Shelter installation begins

Metro is installing the first RapidRide shelter frames this week on the A Line corridor, which is also sporting RapidRide banners from light poles to let people know about the new service. Still to come as the launch date draws near: more shelter frames, ORCA fare card readers, real-time arrival signs–and glass in the shelter frames!

photo: bus shelter frames in shop

RapidRide shelter frames get finishing touches.

photo: bus shelters lined up in yard

RapidRide bus shelters ready to be installed.

photo: workers unloading bus shelter

Metro workers unload the first RapidRide shelter on Aug. 25.

photo: workers install bus shelter

Workers install the first RapidRide shelter on southbound Pacific Highway S at S 288th Street.

4 thoughts on “Shelter installation begins

  1. Pingback: RapidRide Begins Shelter Installation on A Line - Seattle Transit Blog

  2. Is rapidride going to be slower than the current 174 between FW Transit Center and TIBS (Tukwila Intnl Blvd Stn)? According to 671 run cards and the 174 schedule, it looks like the same, or 2 min slower, but not faster in any case.
    Also, when trying to access the A-line schedule and map, what route number will be used for the web site?

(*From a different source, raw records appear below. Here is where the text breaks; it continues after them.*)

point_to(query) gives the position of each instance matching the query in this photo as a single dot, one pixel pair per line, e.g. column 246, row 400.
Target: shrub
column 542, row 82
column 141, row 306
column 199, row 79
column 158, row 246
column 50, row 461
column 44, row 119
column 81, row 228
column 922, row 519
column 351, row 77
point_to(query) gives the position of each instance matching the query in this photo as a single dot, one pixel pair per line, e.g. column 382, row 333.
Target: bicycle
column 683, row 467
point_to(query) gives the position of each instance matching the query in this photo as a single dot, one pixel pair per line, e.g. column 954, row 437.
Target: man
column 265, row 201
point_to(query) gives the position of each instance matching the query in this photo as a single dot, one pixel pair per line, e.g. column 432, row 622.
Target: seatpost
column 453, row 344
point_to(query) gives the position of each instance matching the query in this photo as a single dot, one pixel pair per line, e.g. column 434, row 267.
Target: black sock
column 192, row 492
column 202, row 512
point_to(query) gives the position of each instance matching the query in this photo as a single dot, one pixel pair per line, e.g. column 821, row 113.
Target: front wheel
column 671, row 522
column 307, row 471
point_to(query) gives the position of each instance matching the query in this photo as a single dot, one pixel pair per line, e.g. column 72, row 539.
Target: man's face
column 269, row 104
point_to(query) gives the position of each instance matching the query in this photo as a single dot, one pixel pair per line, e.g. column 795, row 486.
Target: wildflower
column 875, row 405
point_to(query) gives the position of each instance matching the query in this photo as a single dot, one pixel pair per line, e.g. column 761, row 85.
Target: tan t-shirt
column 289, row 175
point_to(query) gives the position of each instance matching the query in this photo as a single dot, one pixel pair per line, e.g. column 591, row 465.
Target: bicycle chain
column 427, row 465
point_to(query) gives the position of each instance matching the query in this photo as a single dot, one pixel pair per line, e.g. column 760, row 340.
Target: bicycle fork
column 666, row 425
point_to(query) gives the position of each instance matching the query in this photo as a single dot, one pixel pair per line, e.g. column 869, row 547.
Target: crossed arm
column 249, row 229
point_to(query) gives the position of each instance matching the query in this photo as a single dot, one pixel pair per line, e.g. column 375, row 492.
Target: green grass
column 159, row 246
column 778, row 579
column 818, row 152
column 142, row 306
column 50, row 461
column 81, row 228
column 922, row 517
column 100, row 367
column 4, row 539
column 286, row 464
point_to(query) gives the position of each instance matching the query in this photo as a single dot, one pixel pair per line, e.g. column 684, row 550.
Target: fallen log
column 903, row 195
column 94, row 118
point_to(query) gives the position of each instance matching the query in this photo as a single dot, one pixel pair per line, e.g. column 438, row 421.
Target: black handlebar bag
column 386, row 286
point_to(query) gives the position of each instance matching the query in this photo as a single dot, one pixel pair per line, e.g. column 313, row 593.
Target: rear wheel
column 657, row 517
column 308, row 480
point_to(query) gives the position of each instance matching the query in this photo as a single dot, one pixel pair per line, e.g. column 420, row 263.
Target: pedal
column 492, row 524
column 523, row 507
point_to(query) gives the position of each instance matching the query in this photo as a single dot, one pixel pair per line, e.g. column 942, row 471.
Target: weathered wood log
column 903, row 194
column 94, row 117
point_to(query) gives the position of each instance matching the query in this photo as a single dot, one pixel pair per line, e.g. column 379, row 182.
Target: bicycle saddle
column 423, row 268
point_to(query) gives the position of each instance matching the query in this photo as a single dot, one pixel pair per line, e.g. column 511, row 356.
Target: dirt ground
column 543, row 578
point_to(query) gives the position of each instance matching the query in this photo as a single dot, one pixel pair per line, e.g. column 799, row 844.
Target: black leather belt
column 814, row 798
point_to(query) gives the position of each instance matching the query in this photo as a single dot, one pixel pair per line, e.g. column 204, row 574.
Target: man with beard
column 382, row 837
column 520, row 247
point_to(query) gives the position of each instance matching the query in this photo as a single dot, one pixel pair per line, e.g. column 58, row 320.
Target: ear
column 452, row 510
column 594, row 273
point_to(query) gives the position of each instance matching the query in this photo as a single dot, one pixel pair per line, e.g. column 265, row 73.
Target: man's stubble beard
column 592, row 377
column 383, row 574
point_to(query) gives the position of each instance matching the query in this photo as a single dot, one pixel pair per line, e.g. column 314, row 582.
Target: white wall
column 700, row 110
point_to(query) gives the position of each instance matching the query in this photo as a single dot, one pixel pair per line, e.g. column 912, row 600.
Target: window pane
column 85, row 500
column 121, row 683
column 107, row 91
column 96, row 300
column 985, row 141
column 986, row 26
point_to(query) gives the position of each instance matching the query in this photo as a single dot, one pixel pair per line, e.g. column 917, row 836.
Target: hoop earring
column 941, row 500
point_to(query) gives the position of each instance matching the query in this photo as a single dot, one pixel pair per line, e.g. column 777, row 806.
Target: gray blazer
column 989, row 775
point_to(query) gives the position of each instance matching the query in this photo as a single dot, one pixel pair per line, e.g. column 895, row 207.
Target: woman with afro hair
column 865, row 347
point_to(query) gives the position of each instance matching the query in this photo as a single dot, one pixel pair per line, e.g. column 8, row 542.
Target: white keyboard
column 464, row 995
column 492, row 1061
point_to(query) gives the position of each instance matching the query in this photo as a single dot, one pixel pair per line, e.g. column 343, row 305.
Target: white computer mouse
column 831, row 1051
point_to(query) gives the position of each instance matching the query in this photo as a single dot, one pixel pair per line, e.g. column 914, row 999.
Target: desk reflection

  3. Metro’s A Line run card (which tells bus drivers where to be and when) may look similar to the Route 174 run card, but there are a number of differences that will mean faster service on the A Line.

    Here’s a rundown:

    Buses will come twice as often as they do now on Route 174.
    Bus drivers will not have to slow down or wait at scheduled time points. For the A Line, an “on time” bus during daytime hours will be one that maintains the correct distance from the bus in front of it. This allows all the service on the corridor to move as quickly as possible.
    Without fixed schedules or printed timetables, Metro can adjust service without having to wait for the next service change.
    The transit signal priority system will give buses extra “green time” at 20 intersections along the corridor. This system can be fine-tuned after the A Line is in service to get the maximum benefit.
    At our busiest stops, having ORCA card holders pay before they board and board through the back two doors (along with people who have paper transfers from an earlier Metro trip) will reduce the time the buses spend at each stop. This time savings should increase as riders become familiar with off-board fare payment and the additional door.
    Metro has consolidated stops along the A Line, so the buses will stop less often than those on Route 174.

    On Metro’s website, just enter “A” as the route “number” when looking for a schedule or map. When using the Tracker, enter “671” since the Tracker application at present accommodates only numbers.